Ce que vous êtes aussi.
A cause de lui, oui.

Sartre, c’était quoi pour vous…
Ça. La double aventure d’une œuvre et d’une vie. Cette façon de jouer la partie aux deux tables de la littérature et de la vie. En prenant des risques. En se trompant, parfois.

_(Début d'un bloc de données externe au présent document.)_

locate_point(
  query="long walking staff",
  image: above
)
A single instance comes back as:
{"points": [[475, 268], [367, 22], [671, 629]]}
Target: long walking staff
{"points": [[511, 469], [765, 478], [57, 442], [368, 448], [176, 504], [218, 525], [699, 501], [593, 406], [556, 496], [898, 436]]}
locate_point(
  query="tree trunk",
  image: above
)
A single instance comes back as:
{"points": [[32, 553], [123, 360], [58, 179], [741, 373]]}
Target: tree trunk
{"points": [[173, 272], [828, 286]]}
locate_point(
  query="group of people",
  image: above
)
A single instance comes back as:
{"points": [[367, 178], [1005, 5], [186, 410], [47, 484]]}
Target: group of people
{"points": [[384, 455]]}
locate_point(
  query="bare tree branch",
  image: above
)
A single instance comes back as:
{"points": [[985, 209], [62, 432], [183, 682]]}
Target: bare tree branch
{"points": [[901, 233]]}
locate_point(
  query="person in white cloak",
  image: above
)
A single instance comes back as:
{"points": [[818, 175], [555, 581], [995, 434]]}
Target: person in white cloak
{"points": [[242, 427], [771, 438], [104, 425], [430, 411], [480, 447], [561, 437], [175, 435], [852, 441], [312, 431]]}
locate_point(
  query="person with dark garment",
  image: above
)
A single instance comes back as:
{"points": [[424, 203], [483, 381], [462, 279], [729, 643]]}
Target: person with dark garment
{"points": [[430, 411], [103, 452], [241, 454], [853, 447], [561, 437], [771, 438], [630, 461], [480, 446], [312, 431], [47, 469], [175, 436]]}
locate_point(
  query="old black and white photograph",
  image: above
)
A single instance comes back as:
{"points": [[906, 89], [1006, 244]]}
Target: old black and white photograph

En même temps, c’était la figure à abattre quand vous étiez jeune ?
Pas exactement. Je dirais plutôt que nous avions tendance à le considérer comme dépassé, démodé, renvoyé au musée des vieilleries philosophiques par les structuralistes dont je vous parlais tout à l’heure. En fait, nous nous trompions. Car ce que je montre dans mon « Siècle de Sartre » c’est que, justement, il anticipe les grandes thèses des structuralistes, antihumanistes, etc… Sa conception du sujet, par exemple, est beaucoup plus proche de celle de Lacan que de celle de Maine Biran ou de Descartes…

Alija Izetbegovic

Vous avez connu le président François Mitterrand. Mais le président pour lequel vous vous êtes vraiment engagé politiquement, c’est sans doute Alija Izetbegovic, le président de la Bosnie sous les attaques de la Serbie.
C’est vrai que cet homme m’a fait faire des choses assez folles. J’avais toujours pensé – et dit, notamment, dans la « Barbarie à visage humain »- que jamais je ne conseillerais de « Prince ». Or, pour lui, j’ai dérogé à la règle. bhl-alija izetbegovic-kouchnerJe l’ai conseillé. J’ai passé des nuits, dans son palais, à discuter stratégie militaire et politique. Je l’ai amené chez le Pape à Rome. Je l’ai amené chez le roi d’Espagne, chez Margaret Thatcher à Londres ou, justement, chez François Mitterrand. J’ai écrit certains de ses textes et de ses discours. Bref, j’ai fait pour lui, c’est vrai, ce que je n’aurais fait, et ne ferai jamais, pour personne d’autre… Lui, en retour, m’a fait un extraordinaire cadeau. Malgré tout ce qui nous séparait (entre autres le fait qu’il était un musulman pieux, avec un vrai passé fondamentaliste) il m’a donné une preuve de confiance inouïe. Je lui avais proposé de constituer une brigade internationale pour la Bosnie. Il m’a répondu qu’il doutait de mes capacités militaires mais qu’il me verrait bien, en revanche, tourner un film document sur la résistance bosniaque. Moyennant quoi il m’a donné ce qu’il n’a donné à aucun cinéaste, aucun intellectuel, aucun journaliste. C’est-à-dire l’accès aux archives de l’armée bosniaque d’une part. Et l’accès physique, d’autre part, pour Alain Ferrari et moi, à toutes les lignes de front où les Bosniaques résistaient aux Serbes. D’où Bosna !, ce film unique, sans équivalent je crois, qui est allé au Festival de Cannes et qui a joué un vrai rôle, ensuite, comme support pour la mobilisation de l’opinion. Voilà. Je me suis mis au service d’un homme dont tout, ou presque, me séparait. Et cet homme, en retour, m’a donné accès à ce qu’il avait alors de plus précieux – à savoir les secrets militaires de la Bosnie en guerre. C’est une belle histoire.